Ogni Fine è un nuovo Inizio.
Dura da accettare, ma è proprio così.
Perchè fatichiamo così tanto ad accettarlo?
Perchè noi umani dal freno a mano tirato tendiamo a focalizzarci solo sul senso di mancanza che la fine di qualcosa genera in noi. Non riusciamo a guardare oltre. Resistiamo tenaci all'idea del cambiamento, rafforzando la percezione distorta che la fine di qualcosa coincida con la morte, il buco nero che tutto inghiotte senza curarsi dei nostri sentimenti. Sarebbe sufficiente aprire il grandangolo, per comprendere che non è così. Il cambiamento è vita, mentre è la staticità dell'immobilità delle cose sempre uguali ad avvicinarci maggiormente alla morte. Una morte lenta e inesorabile dei giorni sempre uguali a se stessi. Eppure noi consideriamo l'abitudine stabilità e ritroviamo in essa la bara in cui accomodarci al riparo dagli scherzi della vita. Gente strana noi umani che abbiamo fatto del parcheggio il viaggio. Un viaggio che si ferma ancor prima di cominciare perchè ciò che non conosciamo ci spaventa da morire (!!! battutaccia). Ed ecco il guerriero difensore del tutto uguale ergersi a menar fendenti a qualsivoglia tentativo di innovazione e la mente, sua alleata, a supportarne l'intento con giudizi, giustificazioni e paure. Così nascono le resistenze, le nostre strenue resistenze al cambiamento e la fatica dello scontro.

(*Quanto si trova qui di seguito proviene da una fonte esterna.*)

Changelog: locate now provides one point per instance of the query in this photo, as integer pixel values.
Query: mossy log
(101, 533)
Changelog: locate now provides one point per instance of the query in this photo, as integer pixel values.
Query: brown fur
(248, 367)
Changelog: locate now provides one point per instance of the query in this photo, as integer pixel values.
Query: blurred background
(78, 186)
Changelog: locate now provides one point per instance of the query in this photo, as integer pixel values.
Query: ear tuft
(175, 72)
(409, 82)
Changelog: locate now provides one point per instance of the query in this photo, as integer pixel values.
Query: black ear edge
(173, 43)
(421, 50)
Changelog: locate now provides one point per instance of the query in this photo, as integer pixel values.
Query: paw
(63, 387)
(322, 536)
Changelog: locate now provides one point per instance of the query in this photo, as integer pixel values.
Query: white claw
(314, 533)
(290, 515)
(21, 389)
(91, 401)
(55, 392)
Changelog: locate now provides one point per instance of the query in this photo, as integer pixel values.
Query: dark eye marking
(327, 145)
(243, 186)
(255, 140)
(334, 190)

Non ha più importanza il fatto che l'abitudine mi crei disagio e mi prosciughi energeticamente, il fatto che io sia cambiato e le situazioni debbano supportare la mia trasformazione: ho talmente paura che me la faccio sotto e preferisco lo status quo delle cose sempre uguali. Se poi gli altri si permettono di giudicare ogni presa di posizione differente dall'abitudine, il gioco è fatto. Sono morto in partenza: al mio guerriero difensore del tutto uguale e alla mia mente si allea pure il pubblico del mio teatrino personale. Le forze scemano e mi accascio al suolo di fronte ad un esercito di tal portata.

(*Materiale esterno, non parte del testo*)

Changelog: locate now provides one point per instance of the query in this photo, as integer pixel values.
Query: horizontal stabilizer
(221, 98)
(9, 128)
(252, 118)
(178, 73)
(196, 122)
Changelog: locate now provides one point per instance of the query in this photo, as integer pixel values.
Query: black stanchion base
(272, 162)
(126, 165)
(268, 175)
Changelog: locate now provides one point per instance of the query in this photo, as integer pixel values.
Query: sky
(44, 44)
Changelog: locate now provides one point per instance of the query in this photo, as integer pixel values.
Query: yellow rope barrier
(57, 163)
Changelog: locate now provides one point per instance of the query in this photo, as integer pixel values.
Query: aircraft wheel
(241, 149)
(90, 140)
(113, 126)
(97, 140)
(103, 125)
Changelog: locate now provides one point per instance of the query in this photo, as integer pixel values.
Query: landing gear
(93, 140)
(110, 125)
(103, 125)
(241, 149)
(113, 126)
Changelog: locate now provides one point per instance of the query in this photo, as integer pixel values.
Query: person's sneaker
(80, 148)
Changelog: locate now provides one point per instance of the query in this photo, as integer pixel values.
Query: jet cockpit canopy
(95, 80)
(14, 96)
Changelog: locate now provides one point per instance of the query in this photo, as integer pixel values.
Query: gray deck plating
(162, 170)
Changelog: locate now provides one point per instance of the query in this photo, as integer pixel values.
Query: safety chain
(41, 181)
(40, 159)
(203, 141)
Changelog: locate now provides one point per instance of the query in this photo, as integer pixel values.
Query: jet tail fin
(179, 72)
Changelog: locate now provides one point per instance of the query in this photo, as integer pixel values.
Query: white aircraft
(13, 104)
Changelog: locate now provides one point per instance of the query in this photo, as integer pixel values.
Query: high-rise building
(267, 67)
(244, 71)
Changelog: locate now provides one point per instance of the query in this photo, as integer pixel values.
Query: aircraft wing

Risultato? Ingoio rospi, rane e raganelle e continuo imperterrito a fare come ho sempre fatto.
Fino al crollo psico-fisico. A quel punto, però, sono oggettivamente senza forze e cambiare le cose diviene molto più complicato.
Ribaltiamo lo schema. Se una responsabilità che ho scelto in passato diviene un peso intollerabile per via della mia trasformazione e diviene una responsabilità espansa che si disperde su chi mi sta intorno (e non l'ha scelta) è importante prenderne consapevolezza e trovare il coraggio di ammetterlo con se stessi. Le scelte che operiamo consapevolmente sono necessarie alla nostra crescita e va da sè che cambiano nel tempo. Il movimento fa parte della vita e dell'evoluzione personale e nel momento in cui ci blocchiamo, rinunciamo al viaggio che abbiamo intrapreso con la nascita. Un po' come scegliere di restare sempre bambini perchè le responsabilità ci fanno paura o ci richiedono un impegno di cui non vogliamo farci carico.

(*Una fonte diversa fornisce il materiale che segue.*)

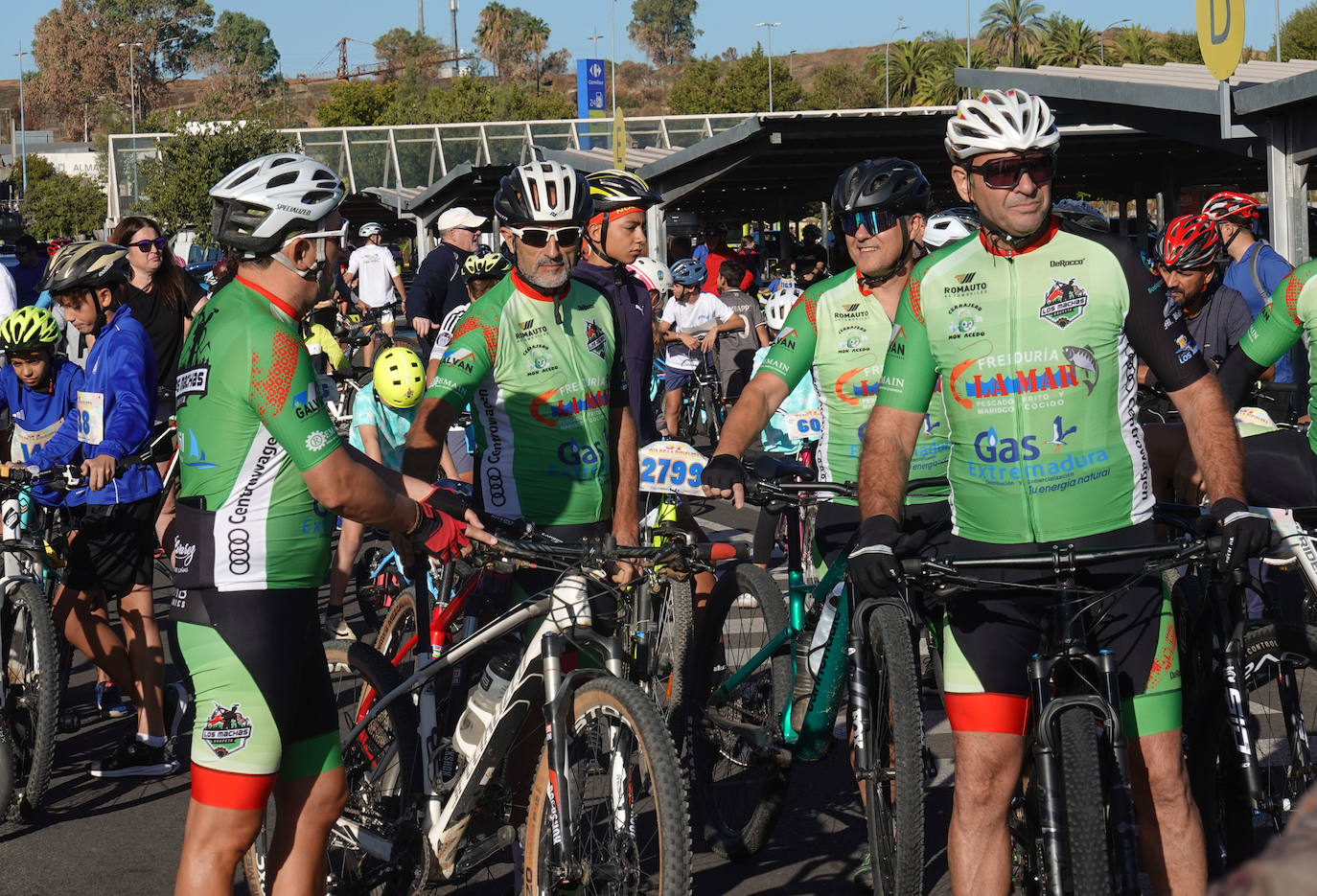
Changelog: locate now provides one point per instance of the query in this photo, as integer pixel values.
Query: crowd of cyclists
(1000, 344)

Se la vita si sviluppa nel movimento vi è un significato più profondo di quanto le nostre menti dal freno tirato possano comprendere. Il nostro viaggio è allo stesso tempo il viaggio di chi amiamo, di chi ci accompagna, di coloro che incontriamo e di coloro che semplicemente incrociamo o vediamo da lontano. Ogni viaggio ha un suo percorso ben preciso ed ognuno è responsabile solamente del proprio viaggio personale (mentre a volte ci espandiamo così tanto - al contrario di coloro che scelgono l'infanzia come modo d'essere - da sentirci responsabili per il mondo intero). Gli eventi e i cambiamenti si sviluppano sempre per il nostro sommo bene, per indurci a scegliere e andare oltre: avendo dimenticato la fiducia in un progetto più grande, ci limitiamo a guardare il tutto con un macroobiettivo focalizzato sul nostro essere vittime e così non riusciamo più a cogliere il senso di quanto sia naturale che la fine di qualcosa sia semplicemente un nuovo inizio. Per noi e per gli altri.